More money must be invested in Britain’s overloaded transport system if the economy is to thrive, the CBI said today as it published a new survey of businesses and their staff.
The GfK NOP survey, conducted for the CBI with the support of Chiltern Railways and GNER, underscores transport’s vital importance to companies and employees. But it reveals widespread dissatisfaction with the nation’s infrastructure, and expectations that things will deteriorate further.
Fifty-one percent believe the reputation of the UK as a place to do business is being significantly harmed by transport problems, whilst 48 per cent said their company’s own reputation has suffered. Sixty-three per cent of companies in the survey said they expected the transport system to get worse in the next five years.

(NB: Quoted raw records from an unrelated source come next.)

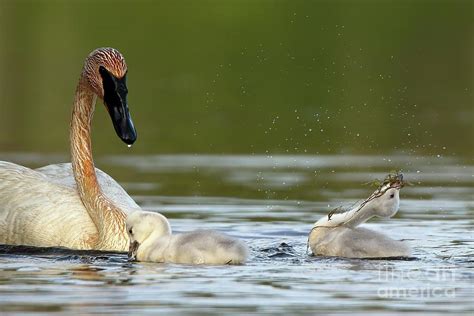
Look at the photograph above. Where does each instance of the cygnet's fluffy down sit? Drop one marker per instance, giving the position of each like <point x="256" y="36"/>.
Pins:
<point x="151" y="240"/>
<point x="338" y="234"/>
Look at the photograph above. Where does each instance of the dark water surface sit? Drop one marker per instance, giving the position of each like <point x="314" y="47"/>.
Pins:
<point x="270" y="202"/>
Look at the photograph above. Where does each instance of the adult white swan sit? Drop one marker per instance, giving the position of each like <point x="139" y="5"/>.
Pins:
<point x="151" y="240"/>
<point x="74" y="205"/>
<point x="338" y="234"/>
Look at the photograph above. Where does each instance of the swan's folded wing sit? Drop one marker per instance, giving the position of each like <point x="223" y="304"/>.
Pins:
<point x="36" y="212"/>
<point x="62" y="174"/>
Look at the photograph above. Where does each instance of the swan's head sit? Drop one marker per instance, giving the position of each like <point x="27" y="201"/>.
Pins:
<point x="106" y="72"/>
<point x="144" y="225"/>
<point x="385" y="200"/>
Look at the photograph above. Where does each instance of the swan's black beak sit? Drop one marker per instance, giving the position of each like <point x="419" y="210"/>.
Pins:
<point x="132" y="250"/>
<point x="115" y="99"/>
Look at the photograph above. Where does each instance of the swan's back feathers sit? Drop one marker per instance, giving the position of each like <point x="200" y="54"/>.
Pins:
<point x="36" y="212"/>
<point x="42" y="207"/>
<point x="62" y="174"/>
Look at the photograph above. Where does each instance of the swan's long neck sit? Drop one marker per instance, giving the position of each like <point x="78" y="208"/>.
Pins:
<point x="108" y="218"/>
<point x="356" y="216"/>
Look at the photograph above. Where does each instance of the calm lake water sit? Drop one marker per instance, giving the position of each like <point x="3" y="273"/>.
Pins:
<point x="270" y="202"/>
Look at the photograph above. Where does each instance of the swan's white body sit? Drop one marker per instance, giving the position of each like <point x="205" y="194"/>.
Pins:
<point x="74" y="205"/>
<point x="43" y="208"/>
<point x="338" y="234"/>
<point x="151" y="240"/>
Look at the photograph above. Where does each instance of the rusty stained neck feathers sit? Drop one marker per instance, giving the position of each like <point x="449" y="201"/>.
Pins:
<point x="107" y="217"/>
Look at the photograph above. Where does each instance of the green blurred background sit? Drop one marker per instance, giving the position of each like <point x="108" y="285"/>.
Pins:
<point x="298" y="77"/>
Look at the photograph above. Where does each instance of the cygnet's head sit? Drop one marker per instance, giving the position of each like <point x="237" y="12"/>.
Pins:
<point x="385" y="201"/>
<point x="141" y="225"/>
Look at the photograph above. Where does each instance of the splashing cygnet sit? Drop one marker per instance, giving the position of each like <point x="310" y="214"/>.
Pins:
<point x="339" y="234"/>
<point x="151" y="240"/>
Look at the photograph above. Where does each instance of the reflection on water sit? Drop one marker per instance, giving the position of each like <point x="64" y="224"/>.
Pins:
<point x="270" y="202"/>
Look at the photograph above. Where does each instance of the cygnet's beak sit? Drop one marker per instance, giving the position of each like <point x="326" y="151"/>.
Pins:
<point x="132" y="250"/>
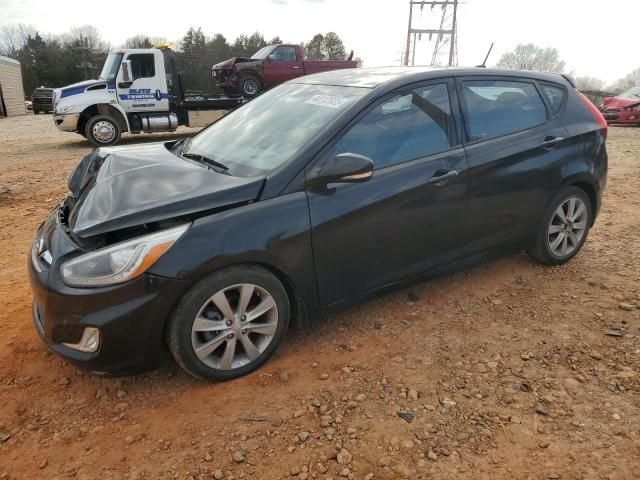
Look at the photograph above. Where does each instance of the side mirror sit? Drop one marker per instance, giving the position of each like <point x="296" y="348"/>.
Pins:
<point x="344" y="168"/>
<point x="127" y="75"/>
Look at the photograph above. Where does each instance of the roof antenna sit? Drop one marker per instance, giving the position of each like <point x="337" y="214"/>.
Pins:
<point x="484" y="64"/>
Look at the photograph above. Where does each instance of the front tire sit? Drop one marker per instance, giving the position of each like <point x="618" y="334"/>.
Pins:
<point x="102" y="131"/>
<point x="249" y="86"/>
<point x="563" y="228"/>
<point x="229" y="323"/>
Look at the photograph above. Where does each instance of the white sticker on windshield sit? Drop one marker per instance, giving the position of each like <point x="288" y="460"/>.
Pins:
<point x="327" y="101"/>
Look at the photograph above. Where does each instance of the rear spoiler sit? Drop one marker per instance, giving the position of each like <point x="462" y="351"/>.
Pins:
<point x="569" y="79"/>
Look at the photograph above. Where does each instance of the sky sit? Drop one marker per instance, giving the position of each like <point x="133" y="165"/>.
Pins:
<point x="590" y="36"/>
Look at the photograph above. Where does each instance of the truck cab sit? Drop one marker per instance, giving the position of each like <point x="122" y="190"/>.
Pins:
<point x="138" y="90"/>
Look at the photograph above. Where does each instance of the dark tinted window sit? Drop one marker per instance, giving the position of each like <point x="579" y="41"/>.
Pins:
<point x="142" y="65"/>
<point x="406" y="127"/>
<point x="495" y="108"/>
<point x="284" y="54"/>
<point x="555" y="95"/>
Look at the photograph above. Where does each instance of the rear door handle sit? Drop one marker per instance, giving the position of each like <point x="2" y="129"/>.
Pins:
<point x="550" y="143"/>
<point x="442" y="175"/>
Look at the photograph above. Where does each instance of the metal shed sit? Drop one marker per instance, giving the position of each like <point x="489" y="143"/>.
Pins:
<point x="11" y="91"/>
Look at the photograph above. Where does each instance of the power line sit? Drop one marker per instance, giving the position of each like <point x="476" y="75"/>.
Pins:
<point x="446" y="35"/>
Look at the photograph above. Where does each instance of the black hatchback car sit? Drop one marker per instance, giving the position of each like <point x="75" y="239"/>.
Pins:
<point x="319" y="193"/>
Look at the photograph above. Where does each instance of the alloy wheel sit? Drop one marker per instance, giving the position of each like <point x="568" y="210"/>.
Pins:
<point x="567" y="227"/>
<point x="234" y="326"/>
<point x="250" y="87"/>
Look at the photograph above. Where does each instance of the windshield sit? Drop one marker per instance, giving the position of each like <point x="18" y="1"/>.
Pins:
<point x="633" y="93"/>
<point x="270" y="130"/>
<point x="111" y="66"/>
<point x="263" y="52"/>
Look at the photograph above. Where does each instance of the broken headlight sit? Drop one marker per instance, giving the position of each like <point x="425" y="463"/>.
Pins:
<point x="120" y="262"/>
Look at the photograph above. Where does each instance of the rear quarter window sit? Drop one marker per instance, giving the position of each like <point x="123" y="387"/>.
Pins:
<point x="495" y="107"/>
<point x="556" y="96"/>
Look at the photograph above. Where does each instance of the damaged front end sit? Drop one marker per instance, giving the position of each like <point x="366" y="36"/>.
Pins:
<point x="227" y="73"/>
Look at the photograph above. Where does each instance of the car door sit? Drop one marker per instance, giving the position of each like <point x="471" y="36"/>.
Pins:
<point x="147" y="89"/>
<point x="516" y="148"/>
<point x="282" y="65"/>
<point x="409" y="217"/>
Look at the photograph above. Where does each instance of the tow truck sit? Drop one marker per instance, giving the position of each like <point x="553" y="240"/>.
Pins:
<point x="139" y="90"/>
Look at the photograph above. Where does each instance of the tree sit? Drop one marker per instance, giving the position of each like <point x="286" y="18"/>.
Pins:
<point x="333" y="46"/>
<point x="590" y="83"/>
<point x="532" y="57"/>
<point x="324" y="47"/>
<point x="630" y="80"/>
<point x="13" y="38"/>
<point x="143" y="41"/>
<point x="314" y="50"/>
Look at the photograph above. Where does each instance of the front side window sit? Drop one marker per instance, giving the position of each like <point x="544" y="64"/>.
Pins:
<point x="496" y="108"/>
<point x="111" y="66"/>
<point x="409" y="126"/>
<point x="142" y="65"/>
<point x="284" y="54"/>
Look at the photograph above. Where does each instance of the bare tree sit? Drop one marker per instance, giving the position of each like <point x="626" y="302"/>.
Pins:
<point x="629" y="81"/>
<point x="14" y="37"/>
<point x="143" y="41"/>
<point x="590" y="83"/>
<point x="532" y="57"/>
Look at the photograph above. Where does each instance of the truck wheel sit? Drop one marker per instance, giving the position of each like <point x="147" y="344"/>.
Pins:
<point x="102" y="131"/>
<point x="249" y="86"/>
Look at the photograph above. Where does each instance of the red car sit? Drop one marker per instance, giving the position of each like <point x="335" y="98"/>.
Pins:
<point x="625" y="108"/>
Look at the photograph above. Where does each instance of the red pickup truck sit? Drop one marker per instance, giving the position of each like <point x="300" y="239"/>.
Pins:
<point x="269" y="67"/>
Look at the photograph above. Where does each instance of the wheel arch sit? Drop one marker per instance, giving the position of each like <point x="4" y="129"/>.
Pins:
<point x="115" y="111"/>
<point x="299" y="317"/>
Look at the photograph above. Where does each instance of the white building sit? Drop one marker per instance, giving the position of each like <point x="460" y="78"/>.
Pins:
<point x="11" y="91"/>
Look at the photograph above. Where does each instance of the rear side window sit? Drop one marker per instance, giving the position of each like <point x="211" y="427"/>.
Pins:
<point x="408" y="126"/>
<point x="556" y="97"/>
<point x="496" y="108"/>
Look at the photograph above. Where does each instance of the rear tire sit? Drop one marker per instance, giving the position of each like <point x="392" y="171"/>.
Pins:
<point x="229" y="323"/>
<point x="249" y="86"/>
<point x="563" y="228"/>
<point x="102" y="131"/>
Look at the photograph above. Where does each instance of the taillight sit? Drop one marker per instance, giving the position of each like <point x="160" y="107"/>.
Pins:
<point x="597" y="116"/>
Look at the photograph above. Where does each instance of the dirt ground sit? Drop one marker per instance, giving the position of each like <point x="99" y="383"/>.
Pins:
<point x="509" y="370"/>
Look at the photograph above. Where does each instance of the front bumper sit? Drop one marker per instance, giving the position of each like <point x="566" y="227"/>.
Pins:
<point x="66" y="123"/>
<point x="130" y="317"/>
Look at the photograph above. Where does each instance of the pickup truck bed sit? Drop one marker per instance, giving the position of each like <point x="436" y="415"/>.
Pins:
<point x="270" y="66"/>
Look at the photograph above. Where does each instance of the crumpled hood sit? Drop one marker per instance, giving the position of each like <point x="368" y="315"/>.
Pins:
<point x="228" y="64"/>
<point x="120" y="187"/>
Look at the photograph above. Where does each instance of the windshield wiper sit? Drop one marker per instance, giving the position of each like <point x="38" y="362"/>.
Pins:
<point x="207" y="160"/>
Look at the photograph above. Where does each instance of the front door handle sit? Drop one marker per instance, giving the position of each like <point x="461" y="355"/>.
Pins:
<point x="442" y="175"/>
<point x="549" y="143"/>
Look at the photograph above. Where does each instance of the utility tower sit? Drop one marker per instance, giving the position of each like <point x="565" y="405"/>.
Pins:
<point x="445" y="31"/>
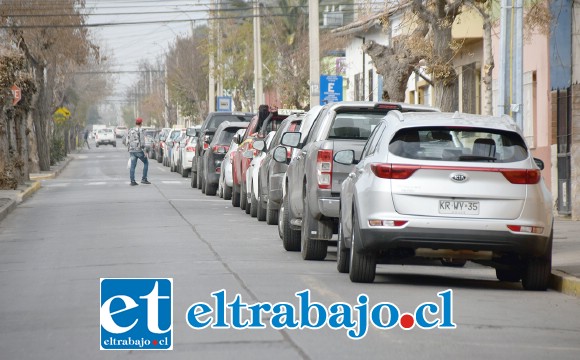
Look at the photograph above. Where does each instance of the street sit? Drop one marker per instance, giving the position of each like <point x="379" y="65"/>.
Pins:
<point x="89" y="224"/>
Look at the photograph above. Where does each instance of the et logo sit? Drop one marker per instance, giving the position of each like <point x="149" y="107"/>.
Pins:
<point x="136" y="314"/>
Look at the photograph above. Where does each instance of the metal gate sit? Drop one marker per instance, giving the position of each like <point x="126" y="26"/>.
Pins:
<point x="564" y="134"/>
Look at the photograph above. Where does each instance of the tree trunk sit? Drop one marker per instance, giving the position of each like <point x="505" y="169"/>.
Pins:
<point x="40" y="123"/>
<point x="487" y="67"/>
<point x="443" y="73"/>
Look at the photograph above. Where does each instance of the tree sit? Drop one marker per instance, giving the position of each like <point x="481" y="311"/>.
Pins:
<point x="54" y="46"/>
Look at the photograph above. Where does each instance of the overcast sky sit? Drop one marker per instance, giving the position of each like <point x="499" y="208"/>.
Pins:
<point x="161" y="22"/>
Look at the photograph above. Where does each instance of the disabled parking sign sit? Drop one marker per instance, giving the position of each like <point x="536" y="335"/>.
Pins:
<point x="330" y="89"/>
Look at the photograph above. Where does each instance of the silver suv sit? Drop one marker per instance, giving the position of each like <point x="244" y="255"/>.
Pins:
<point x="446" y="186"/>
<point x="313" y="179"/>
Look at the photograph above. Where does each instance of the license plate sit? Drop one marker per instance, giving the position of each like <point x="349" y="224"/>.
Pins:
<point x="458" y="207"/>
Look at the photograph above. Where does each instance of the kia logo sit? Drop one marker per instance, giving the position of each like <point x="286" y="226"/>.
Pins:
<point x="459" y="177"/>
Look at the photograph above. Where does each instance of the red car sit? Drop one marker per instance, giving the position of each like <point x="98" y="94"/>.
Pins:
<point x="261" y="124"/>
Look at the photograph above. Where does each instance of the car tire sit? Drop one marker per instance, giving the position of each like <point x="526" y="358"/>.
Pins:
<point x="227" y="192"/>
<point x="210" y="189"/>
<point x="363" y="265"/>
<point x="450" y="262"/>
<point x="342" y="252"/>
<point x="271" y="214"/>
<point x="508" y="275"/>
<point x="290" y="238"/>
<point x="243" y="196"/>
<point x="311" y="249"/>
<point x="538" y="270"/>
<point x="261" y="211"/>
<point x="253" y="204"/>
<point x="235" y="197"/>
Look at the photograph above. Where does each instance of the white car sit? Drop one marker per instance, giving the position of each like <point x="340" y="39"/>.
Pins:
<point x="446" y="186"/>
<point x="120" y="131"/>
<point x="252" y="175"/>
<point x="105" y="137"/>
<point x="226" y="180"/>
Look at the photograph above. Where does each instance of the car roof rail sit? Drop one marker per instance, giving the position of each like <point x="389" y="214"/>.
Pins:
<point x="398" y="114"/>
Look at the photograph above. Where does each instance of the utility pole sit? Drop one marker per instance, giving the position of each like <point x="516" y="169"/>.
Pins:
<point x="258" y="80"/>
<point x="511" y="61"/>
<point x="314" y="45"/>
<point x="211" y="92"/>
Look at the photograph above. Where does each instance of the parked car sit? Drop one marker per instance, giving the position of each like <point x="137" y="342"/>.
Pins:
<point x="252" y="173"/>
<point x="120" y="131"/>
<point x="159" y="144"/>
<point x="271" y="174"/>
<point x="226" y="179"/>
<point x="313" y="179"/>
<point x="258" y="129"/>
<point x="188" y="150"/>
<point x="422" y="189"/>
<point x="213" y="157"/>
<point x="105" y="137"/>
<point x="206" y="132"/>
<point x="168" y="145"/>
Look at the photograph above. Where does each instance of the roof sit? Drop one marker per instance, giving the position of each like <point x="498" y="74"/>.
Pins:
<point x="417" y="119"/>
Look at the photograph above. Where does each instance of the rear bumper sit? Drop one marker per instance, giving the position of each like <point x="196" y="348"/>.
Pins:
<point x="454" y="239"/>
<point x="276" y="188"/>
<point x="329" y="207"/>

Forty-eight per cent of companies said that transport problems were having a substantial impact on their profitability.
The survey was released on the eve of the CBI’s Annual Conference in London, which features a transport session with Transport Secretary Alistair Darling, London Mayor Ken Livingstone and Highways Agency Chief Executive Archie Robertson.
The CBI believes the minimum needed to deliver improvements over the next decade is £300bn of public and private investment.
Sir Digby Jones, DG of the CBI, said: "Although transport spending has risen in recent years, there are decades of under-investment to deal with and it is clear that business still finds it far too difficult to get its goods to market and its people to work.
"Companies, of all sizes and sectors, rely on an integrated transport network to keep the wheels of business turning. We should all make more efficient use of transport – but unless we invest more to renew and upgrade the network, the economy cannot reach its full potential.
"The Government must also ensure more is done now to improve the transport network if its ‘business-friendly’ credentials are to have any credibility."
But, of course, building more roads, and upgrading the existing ones, doesn’t improve matters, it makes them worse. Little investment is made into viable alternatives to the car in urban areas.